Hans Hauck, a Black Holocaust survivor and a victim of Hitler's mandatory
sterilization program, explained in the film "Hitler's Forgotten Victims" that,
when he was forced to undergo sterilization as a teenager, he was given no
anesthetic. Once he received his sterilization certificate, he was "free to go",
so long as he agreed to have no sexual relations whatsoever with Germans.
Although most Black Germans attempted to escape their fatherland, heading for
France where people like Josephine Baker were steadily aiding and supporting the French Underground, many still encountered problems elsewhere. Nations shut their doors to Germans, including the Black ones.
Some Black Germans were able to eke out a living during Hitler's reign of terror
by performing in Vaudeville shows; but many Blacks, steadfast in their belief
that they were German first, Black second, opted to remain in Germany. Some
fought with the Nazis (a few even became Lut Waffe pilots!) Unfortunately, many
Black Germans were arrested, charged with treason, and shipped in cattle cars to
concentration camps. Often these trains were so packed with people and (equipped with no bathroom facilities or food), that, after the four-day journey, box cardoors were opened to piles of the dead and dying.

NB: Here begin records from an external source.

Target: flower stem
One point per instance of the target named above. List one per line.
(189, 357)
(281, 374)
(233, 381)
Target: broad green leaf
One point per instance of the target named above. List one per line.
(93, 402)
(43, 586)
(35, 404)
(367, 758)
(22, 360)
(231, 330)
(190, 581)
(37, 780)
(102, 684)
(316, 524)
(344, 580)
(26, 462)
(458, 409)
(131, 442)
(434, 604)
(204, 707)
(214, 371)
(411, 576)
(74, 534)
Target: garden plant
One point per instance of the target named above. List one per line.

Once inside the concentration camps, Blacks were given the worst jobs
conceivable. Some Black American soldiers, who were captured and held as
prisoners of war, recounted that, while they were being starved and forced into
dangerous labor (violating the Geneva Convention), they were still better off
than Black German concentration camp detainees, who were forced to do the
unthinkable--man the crematoriums and work in labs where genetic experiments
were being conducted. As a final sacrifice, these Blacks were killed every three
months so that they would never be able to reveal the inner workings of the
"Final Solution."
In every story of Black oppression, no matter how we were enslaved, shackled, or beaten, we always found a way to survive and to rescue others. As a case in
point; consider Johnny Voste, a Belgian resistance fighter who was arrested in
1942 for alleged sabotage and then shipped to Dachau. One of his jobs was
stacking vitamin crates. Risking his own life, he distributed hundreds of
vitamins to camp detainees, which saved the lives of many who were starving,
weak, and ill--conditions exacerbated by extreme vitamin deficiencies. His motto was "No, you can't have my life; I will fight for it."

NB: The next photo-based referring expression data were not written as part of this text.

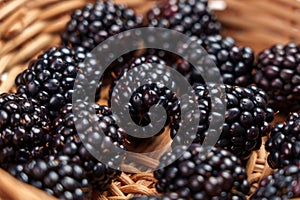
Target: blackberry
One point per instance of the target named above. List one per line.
(278, 73)
(216, 175)
(24, 128)
(67, 141)
(153, 93)
(50, 78)
(247, 118)
(58, 176)
(234, 62)
(284, 142)
(186, 16)
(95, 23)
(284, 184)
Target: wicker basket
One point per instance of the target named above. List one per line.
(28, 27)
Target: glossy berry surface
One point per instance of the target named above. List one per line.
(24, 129)
(247, 118)
(67, 142)
(284, 184)
(196, 175)
(95, 23)
(58, 176)
(235, 63)
(186, 16)
(50, 78)
(284, 143)
(278, 73)
(145, 74)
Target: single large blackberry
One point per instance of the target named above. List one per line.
(24, 129)
(284, 185)
(68, 142)
(58, 176)
(284, 142)
(94, 23)
(234, 62)
(216, 175)
(278, 73)
(247, 118)
(186, 16)
(50, 78)
(152, 93)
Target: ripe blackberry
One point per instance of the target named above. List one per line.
(278, 73)
(95, 23)
(24, 128)
(152, 93)
(58, 176)
(284, 142)
(186, 16)
(284, 184)
(50, 78)
(247, 118)
(67, 141)
(216, 175)
(234, 62)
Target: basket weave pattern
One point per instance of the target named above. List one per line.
(28, 27)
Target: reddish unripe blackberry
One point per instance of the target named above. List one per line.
(284, 185)
(58, 176)
(94, 23)
(67, 141)
(234, 62)
(247, 118)
(196, 175)
(50, 78)
(24, 129)
(278, 73)
(284, 142)
(186, 16)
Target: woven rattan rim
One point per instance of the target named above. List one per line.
(29, 27)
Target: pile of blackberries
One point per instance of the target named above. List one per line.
(41, 127)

According to Essex University’s Delroy Constantine-Simms, there were Black
Germans who resisted Nazi Germany, such as Lari Gilges, who founded the
Northwest Rann --an organization of entertainers that fought the Nazis in his
home town of Dusseldorf--and who was murdered by the SS in 1933, the year that Hitler came into power.

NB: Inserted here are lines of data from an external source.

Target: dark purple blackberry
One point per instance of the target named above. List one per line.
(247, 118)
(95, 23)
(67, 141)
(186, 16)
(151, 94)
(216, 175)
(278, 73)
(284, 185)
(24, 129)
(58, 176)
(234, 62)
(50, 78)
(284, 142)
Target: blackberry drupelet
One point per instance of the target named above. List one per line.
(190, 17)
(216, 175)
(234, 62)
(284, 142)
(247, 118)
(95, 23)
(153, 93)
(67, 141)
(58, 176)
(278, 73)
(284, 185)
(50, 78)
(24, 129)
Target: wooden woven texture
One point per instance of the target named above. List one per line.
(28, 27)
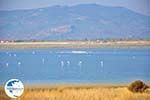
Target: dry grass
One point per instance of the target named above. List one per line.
(79, 93)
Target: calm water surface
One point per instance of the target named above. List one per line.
(52, 66)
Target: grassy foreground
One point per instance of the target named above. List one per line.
(79, 93)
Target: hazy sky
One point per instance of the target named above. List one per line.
(141, 6)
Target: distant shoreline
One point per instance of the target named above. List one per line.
(78, 44)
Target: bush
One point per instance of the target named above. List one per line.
(138, 86)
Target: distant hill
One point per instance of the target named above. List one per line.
(85, 21)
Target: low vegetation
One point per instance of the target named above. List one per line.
(80, 93)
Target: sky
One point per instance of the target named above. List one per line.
(140, 6)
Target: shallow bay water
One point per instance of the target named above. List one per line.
(93, 65)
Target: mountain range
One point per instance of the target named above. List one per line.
(79, 22)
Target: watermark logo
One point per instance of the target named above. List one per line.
(14, 88)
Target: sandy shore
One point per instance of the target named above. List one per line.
(78, 93)
(77, 44)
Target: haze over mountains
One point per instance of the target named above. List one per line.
(84, 21)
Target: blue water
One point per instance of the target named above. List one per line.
(111, 65)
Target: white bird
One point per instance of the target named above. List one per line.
(33, 52)
(133, 57)
(79, 63)
(9, 54)
(62, 63)
(102, 63)
(43, 60)
(15, 55)
(19, 63)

Little information remains about the numbers of Black Germans held in the camps or killed under the Nazi regime. Some victims of the Nazi sterilization project and Black survivors of the Holocaust are still alive and telling their story in films such as "Black Survivors of the Nazi Holocaust", but they must also speak out for justice, not just history.
Unlike Jews (in Israel and in Germany ), Black Germans receive no war
reparations because their German citizenship was revoked (even though they were German-born). The only pension they get is from those of us who are willing to tell the world their stories and continue their battle for recognition and
compensation.
After the war, scores of Blacks who had somehow managed to survive the Nazi
regime, were rounded up and tried as war criminals. Talk about the final insult!
There are thousands of Black Holocaust stories, from the triangle trade, to
slavery in America, and to the gas ovens in Germany. We often shy away from
hearing about our historical past because so much of it is painful; however, we
are in this struggle together for rights, dignity, and, yes, reparations for
wrongs done to us through the centuries. We need to always remember so that we can take steps to ensure that these atrocities never happen again.
For further information, read: Destined to Witness: Growing Up Black in Nazi Germany , by Hans J. Massaquoi.